Fr 01.12.23 | 07:54 Uhr
Archivbild: Studenten protestieren unter dem Motto "Decolonise Universities - Students United For A Free Palestine!" auf dem Steinplatz vor der UdK Berlin (Universität der Künste). (Quelle: dpa/Ender)
Bild: dpa/Ender

Seit den Terrorangriffen der Hamas auf Israel nehmen antisemitische Vorfälle in Deutschland zu. Auch an der Universität der Künste in Berlin wurden bei einer Demo einschlägige Symbole verwendet. Der Antisemitismus-Experte Lorenz Blumenthaler ordnet die aktuelle Situation ein.

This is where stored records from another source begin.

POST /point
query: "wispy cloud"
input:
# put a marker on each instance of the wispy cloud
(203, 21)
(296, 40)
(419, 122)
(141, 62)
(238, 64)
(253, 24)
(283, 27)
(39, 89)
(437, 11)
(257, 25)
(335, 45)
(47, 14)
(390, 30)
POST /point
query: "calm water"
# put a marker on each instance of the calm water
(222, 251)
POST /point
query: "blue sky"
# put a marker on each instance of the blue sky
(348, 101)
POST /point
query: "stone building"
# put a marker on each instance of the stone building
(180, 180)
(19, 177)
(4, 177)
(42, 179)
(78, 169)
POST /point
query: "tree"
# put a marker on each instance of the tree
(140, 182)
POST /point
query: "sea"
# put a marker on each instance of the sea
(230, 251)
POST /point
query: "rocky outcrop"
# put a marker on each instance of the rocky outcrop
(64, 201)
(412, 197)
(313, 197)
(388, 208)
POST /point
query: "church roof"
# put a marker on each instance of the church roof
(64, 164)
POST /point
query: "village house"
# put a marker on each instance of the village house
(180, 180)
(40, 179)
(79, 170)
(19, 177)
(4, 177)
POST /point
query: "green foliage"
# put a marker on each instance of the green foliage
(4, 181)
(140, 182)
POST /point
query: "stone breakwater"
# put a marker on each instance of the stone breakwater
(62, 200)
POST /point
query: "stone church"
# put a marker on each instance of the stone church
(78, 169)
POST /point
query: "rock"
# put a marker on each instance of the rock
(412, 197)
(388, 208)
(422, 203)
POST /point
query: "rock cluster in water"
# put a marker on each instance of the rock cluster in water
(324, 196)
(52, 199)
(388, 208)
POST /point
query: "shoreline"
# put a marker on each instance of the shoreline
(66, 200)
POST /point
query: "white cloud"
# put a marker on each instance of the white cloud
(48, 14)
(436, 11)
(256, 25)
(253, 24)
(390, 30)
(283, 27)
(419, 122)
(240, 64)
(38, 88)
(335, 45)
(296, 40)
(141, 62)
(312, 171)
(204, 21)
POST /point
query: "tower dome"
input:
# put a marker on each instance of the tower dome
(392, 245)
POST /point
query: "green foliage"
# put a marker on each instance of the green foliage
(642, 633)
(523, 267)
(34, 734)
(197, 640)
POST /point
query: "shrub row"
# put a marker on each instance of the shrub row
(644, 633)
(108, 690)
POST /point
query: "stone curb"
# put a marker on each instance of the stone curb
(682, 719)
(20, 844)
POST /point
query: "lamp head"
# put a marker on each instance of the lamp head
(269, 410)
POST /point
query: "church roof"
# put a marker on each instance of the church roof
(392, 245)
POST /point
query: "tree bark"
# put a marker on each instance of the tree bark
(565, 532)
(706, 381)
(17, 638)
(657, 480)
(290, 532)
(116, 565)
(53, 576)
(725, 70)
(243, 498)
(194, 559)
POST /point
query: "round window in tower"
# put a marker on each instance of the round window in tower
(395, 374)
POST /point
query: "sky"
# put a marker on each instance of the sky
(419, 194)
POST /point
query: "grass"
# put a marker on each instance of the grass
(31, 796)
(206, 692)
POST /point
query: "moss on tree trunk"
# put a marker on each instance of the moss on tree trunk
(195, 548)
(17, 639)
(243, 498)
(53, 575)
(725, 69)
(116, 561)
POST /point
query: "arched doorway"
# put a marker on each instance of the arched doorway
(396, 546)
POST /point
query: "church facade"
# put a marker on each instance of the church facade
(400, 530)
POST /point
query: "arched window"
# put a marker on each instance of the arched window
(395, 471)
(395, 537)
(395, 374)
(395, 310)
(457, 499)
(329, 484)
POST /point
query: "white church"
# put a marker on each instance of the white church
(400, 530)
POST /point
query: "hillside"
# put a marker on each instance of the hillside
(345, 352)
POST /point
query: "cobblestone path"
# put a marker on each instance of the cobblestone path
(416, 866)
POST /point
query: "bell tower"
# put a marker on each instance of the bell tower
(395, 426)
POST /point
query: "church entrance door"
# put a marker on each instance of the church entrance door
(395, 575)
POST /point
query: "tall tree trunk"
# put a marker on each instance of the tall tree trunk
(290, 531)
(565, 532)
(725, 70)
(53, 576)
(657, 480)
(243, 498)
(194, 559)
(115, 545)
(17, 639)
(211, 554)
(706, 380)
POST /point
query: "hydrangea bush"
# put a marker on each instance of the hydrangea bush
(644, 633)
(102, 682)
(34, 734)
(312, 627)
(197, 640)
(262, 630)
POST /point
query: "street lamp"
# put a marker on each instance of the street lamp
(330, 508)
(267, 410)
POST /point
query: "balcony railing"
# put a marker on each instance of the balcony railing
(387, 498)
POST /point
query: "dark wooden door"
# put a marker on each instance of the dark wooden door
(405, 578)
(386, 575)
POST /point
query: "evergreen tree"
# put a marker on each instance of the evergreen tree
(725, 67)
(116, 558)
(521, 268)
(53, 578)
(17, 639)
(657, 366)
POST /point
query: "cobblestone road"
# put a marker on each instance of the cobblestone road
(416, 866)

rbb|24: Herr Blumenthaler, bei einer pro-palästinensischen Protestaktion in der Universität der Künste Mitte November hielten Demonstrant:innen mit blutroter Farbe beschmierte Handflächen in die Höhe [faz.net]. Offiziell, um damit auf die getöteten Zivilisten in Gaza aufmerksam zu machen. Kritiker der Aktion, beispielsweise andere Studierende an der UdK, wenden ein, dass diese Symbolik klar antisemitisch konnotiert ist [zeit.de]. Was ist der Hintergrund dieser Symbolik?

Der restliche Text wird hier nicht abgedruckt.